The Federal Reserve Bank, despite its title, is not a government entity put a private corporation owned by the biggest banks and other wealthy shareholders such as;
Rothschild: London and Berlin; Lazard Bros: Paris; Israel Seiff: Italy; Kuhn- Loeb Company: Germany; Warburg: Hamburg and Amsterdam; Lehman Bros: New York; Goldman and Sachs: New York; Rockefeller: New York. The Federal Reserve orders the printing of US dollars and pays the Bureau of Engraving & Printing approximately $23 for each 1,000 notes printed. 10,000 $100 notes (one million dollars) would thus cost the Federal Reserve $230. Then they secure a pledge of collateral equal to the face value of these dollars from the US government. The collateral is US Government owned land (50% of the land west of the Mississippi is owned by the Government), labour output, and taxes collected by their agents, the Internal Revenue Service. By authorising the Federal Reserve Bank to regulate and create money (and thus inflation), Congress gave private banks power to create profits at will. Note the names here, Rothschild, Rockefeller, Lehman Bros; the same names that appear at the crime scene of the infamous 1929 Wall St. Crash, out of which they all emerged as billionaires while millions of US workers and their families suffered unemployment and starvation.

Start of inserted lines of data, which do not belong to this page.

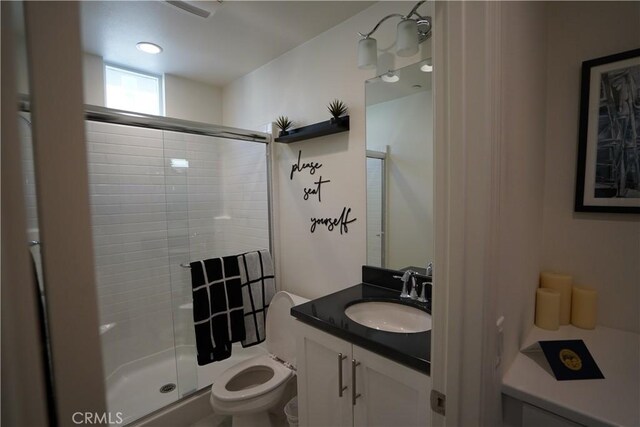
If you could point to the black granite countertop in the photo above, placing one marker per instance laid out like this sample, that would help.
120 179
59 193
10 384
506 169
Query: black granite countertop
327 314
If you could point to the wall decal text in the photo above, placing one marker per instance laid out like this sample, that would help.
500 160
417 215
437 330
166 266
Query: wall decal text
297 167
342 221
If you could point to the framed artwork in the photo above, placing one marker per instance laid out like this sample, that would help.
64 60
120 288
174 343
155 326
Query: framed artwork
608 173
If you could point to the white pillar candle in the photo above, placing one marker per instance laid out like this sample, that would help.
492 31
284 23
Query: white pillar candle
547 309
584 307
561 283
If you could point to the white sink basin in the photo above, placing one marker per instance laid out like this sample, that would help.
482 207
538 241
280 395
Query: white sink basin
389 316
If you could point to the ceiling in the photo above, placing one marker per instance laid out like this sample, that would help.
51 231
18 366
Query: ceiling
238 38
412 80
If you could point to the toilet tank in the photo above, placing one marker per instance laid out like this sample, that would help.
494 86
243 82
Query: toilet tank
280 340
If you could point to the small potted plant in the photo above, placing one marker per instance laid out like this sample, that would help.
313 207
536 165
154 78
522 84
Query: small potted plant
283 123
337 109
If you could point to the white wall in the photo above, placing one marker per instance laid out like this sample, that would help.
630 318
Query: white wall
406 125
184 99
93 72
300 84
190 100
599 250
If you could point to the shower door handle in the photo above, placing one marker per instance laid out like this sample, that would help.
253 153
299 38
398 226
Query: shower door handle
341 388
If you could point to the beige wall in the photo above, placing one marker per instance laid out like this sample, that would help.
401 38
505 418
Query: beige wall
522 168
599 250
300 84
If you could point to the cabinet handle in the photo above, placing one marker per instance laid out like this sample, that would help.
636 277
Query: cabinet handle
341 388
354 395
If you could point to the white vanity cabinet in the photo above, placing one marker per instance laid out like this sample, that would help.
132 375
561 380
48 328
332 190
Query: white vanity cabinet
387 393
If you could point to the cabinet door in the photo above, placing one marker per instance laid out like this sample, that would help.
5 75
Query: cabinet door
391 394
318 365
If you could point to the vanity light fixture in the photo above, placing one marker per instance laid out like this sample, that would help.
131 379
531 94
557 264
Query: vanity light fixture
426 68
412 30
390 77
148 47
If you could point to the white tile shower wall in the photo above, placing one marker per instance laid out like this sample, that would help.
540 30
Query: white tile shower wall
129 221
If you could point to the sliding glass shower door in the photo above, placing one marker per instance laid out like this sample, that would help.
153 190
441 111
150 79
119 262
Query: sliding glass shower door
160 200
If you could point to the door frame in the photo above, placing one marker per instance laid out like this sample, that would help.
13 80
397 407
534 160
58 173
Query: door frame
467 61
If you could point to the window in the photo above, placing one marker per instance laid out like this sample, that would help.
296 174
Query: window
133 91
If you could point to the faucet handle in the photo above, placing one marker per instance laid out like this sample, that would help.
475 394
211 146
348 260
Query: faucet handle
430 269
422 297
405 280
414 288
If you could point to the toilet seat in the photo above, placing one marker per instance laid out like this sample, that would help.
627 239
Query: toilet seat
281 374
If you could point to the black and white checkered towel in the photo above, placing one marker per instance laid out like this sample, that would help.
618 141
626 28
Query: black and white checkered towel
217 307
258 288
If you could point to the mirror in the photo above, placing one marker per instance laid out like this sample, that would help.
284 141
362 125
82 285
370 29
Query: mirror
399 132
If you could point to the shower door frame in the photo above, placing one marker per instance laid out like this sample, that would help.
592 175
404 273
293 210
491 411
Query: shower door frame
382 156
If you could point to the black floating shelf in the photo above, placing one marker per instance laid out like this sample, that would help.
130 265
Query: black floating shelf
316 130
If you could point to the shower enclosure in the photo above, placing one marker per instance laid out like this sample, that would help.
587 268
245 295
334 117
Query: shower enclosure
164 193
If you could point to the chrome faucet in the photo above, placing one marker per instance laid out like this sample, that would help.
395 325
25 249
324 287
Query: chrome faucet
409 274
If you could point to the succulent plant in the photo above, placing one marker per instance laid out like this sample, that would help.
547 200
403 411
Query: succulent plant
283 123
337 108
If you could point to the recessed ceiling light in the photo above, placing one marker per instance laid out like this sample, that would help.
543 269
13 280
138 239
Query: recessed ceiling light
426 68
149 48
390 77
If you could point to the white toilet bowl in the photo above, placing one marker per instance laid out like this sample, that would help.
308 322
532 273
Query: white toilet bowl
250 389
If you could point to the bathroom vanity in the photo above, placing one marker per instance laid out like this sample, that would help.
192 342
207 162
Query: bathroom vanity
351 374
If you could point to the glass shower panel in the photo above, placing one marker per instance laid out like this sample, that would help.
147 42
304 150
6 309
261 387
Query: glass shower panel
132 260
227 214
375 211
178 167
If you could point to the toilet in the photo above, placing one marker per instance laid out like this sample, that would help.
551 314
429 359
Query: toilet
251 389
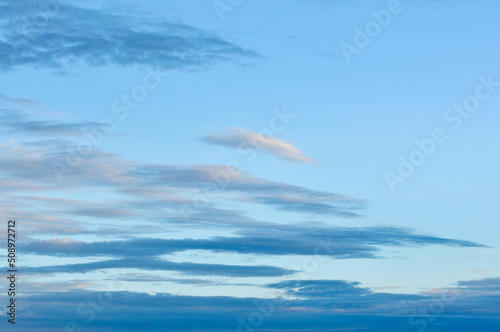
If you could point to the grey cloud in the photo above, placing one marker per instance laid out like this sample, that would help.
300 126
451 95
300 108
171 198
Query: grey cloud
238 138
63 34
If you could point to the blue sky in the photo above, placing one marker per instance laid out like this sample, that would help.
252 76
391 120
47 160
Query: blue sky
250 165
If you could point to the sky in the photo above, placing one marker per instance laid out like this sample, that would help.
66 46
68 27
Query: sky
234 165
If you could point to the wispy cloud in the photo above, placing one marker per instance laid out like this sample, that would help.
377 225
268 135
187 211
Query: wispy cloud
72 35
242 138
319 305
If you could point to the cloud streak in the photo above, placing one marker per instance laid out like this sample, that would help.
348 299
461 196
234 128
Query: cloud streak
64 34
239 138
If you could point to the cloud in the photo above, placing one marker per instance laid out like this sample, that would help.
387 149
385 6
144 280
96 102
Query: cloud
319 305
57 35
338 242
239 138
153 264
16 122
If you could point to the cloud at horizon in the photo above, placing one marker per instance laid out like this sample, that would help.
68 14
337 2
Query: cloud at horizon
238 138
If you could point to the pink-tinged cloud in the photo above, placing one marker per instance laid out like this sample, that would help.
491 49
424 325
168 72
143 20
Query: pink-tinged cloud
240 138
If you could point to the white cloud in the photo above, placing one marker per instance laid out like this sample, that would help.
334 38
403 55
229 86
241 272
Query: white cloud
245 139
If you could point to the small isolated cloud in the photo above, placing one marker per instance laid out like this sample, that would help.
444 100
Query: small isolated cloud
240 138
69 34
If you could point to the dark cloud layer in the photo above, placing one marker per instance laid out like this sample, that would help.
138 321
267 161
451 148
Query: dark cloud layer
55 34
323 305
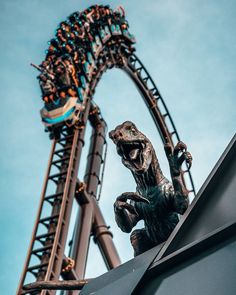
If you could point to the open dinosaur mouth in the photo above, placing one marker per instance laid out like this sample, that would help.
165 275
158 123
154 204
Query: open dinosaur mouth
132 152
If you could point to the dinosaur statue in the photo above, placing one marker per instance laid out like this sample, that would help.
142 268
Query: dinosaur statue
156 200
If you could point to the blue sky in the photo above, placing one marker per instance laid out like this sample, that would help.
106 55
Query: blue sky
189 48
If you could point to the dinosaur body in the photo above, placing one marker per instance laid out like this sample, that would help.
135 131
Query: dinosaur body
156 201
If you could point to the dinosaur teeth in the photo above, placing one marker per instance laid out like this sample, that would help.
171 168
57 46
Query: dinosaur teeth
133 154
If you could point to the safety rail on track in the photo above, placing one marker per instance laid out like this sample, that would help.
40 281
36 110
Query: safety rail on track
113 48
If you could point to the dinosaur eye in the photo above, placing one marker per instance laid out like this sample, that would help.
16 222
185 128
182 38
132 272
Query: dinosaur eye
133 130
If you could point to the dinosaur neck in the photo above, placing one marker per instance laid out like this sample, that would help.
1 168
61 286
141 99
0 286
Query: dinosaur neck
151 178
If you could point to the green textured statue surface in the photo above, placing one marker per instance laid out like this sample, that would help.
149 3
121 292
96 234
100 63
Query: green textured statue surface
156 201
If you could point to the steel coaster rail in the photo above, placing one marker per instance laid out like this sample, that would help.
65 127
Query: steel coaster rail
114 51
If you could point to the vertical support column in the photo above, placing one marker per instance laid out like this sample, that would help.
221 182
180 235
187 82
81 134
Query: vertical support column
89 218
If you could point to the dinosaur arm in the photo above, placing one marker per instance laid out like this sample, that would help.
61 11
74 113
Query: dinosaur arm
126 215
178 197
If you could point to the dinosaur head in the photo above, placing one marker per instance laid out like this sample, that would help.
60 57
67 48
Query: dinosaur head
133 147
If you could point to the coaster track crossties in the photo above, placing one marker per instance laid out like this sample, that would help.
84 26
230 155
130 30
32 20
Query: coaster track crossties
85 46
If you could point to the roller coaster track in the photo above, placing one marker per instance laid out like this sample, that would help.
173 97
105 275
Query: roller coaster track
45 258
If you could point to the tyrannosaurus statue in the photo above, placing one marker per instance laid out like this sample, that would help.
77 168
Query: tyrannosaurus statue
156 200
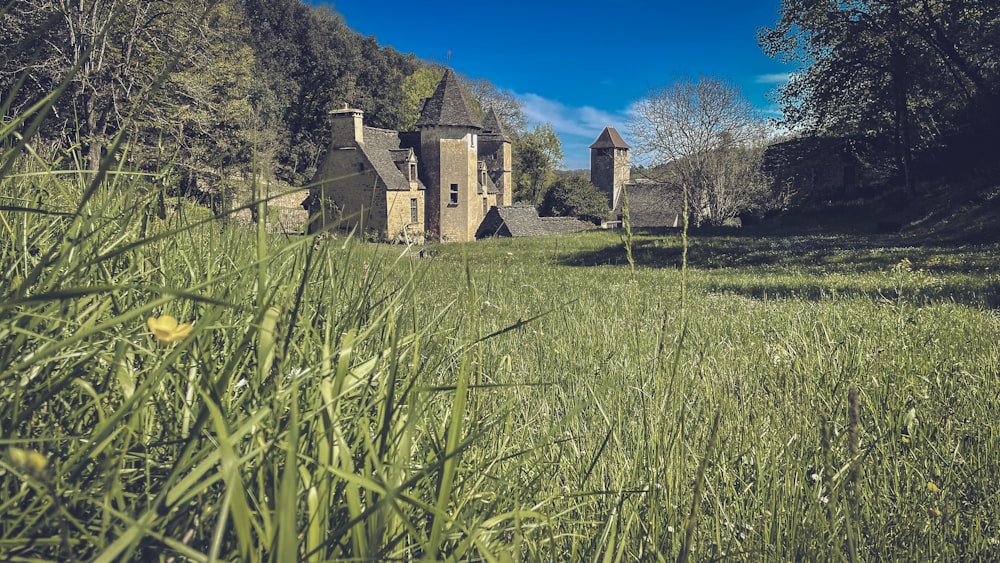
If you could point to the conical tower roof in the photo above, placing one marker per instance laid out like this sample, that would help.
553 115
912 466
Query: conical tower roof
610 139
492 126
447 106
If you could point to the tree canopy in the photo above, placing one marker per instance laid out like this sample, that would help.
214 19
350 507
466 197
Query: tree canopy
706 138
918 72
574 196
537 155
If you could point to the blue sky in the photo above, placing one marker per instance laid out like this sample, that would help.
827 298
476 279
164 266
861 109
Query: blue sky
579 65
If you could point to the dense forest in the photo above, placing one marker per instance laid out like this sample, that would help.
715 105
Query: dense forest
919 79
209 90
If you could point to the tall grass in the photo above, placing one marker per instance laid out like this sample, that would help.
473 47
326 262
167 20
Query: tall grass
503 400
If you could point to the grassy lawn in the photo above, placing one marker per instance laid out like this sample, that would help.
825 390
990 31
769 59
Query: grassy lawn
809 397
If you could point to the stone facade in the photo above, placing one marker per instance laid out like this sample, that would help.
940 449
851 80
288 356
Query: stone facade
609 165
651 204
441 180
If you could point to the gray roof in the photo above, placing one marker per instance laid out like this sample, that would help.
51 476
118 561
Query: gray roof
448 105
609 139
492 127
523 221
380 148
652 204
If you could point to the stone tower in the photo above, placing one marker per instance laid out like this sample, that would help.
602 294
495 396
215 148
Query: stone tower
495 151
449 163
609 166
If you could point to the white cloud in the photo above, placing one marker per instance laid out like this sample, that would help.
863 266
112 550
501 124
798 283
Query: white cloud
576 127
775 78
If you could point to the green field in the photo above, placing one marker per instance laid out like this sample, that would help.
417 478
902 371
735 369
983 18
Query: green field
822 397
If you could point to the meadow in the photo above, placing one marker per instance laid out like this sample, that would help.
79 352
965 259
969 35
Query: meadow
823 397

It is interesting that Mr Obama’s third announced appointment, Professor Christina Rohmer of Berkeley University, California, is a specialist in the study of recessions. Summers and Geithner are cunning and pragmatic individuals. No doubt they will come up with a heavily spun and plausible seeming “plan” for economic “reform” one that makes them look like the Lone Ranger and Tonto riding to the rescue rather than the Pirates of the Caribbean and obscures their part in creating the current crisis. It is also interesting that, despite well-flagged public pleading, no bail-out has been forthcoming for the US automobile industry. What will happen here is a scourging “downsizing” gutting of the existing companies which will deliberately wipe out conditions and employment standards gained by the Trade Unions, undermining Union power and forcing in low wages and no standards for the future. Thus the auto workers and others to follow will be made pay for the recession just like 1929.

Mr Obama was short on the detail of his financial policies but, it must cause intense worry to many of supporters to see the President-elect flanked by two of the main supervisors of the delinquency of Wall Street which has devastated its own financial system and threatened world financial stability as well. Do leopards ever change their spots?

FearFeasa Mac Léinn

Áth Cliath/DUBLIN, 26 Samhain/November 2008.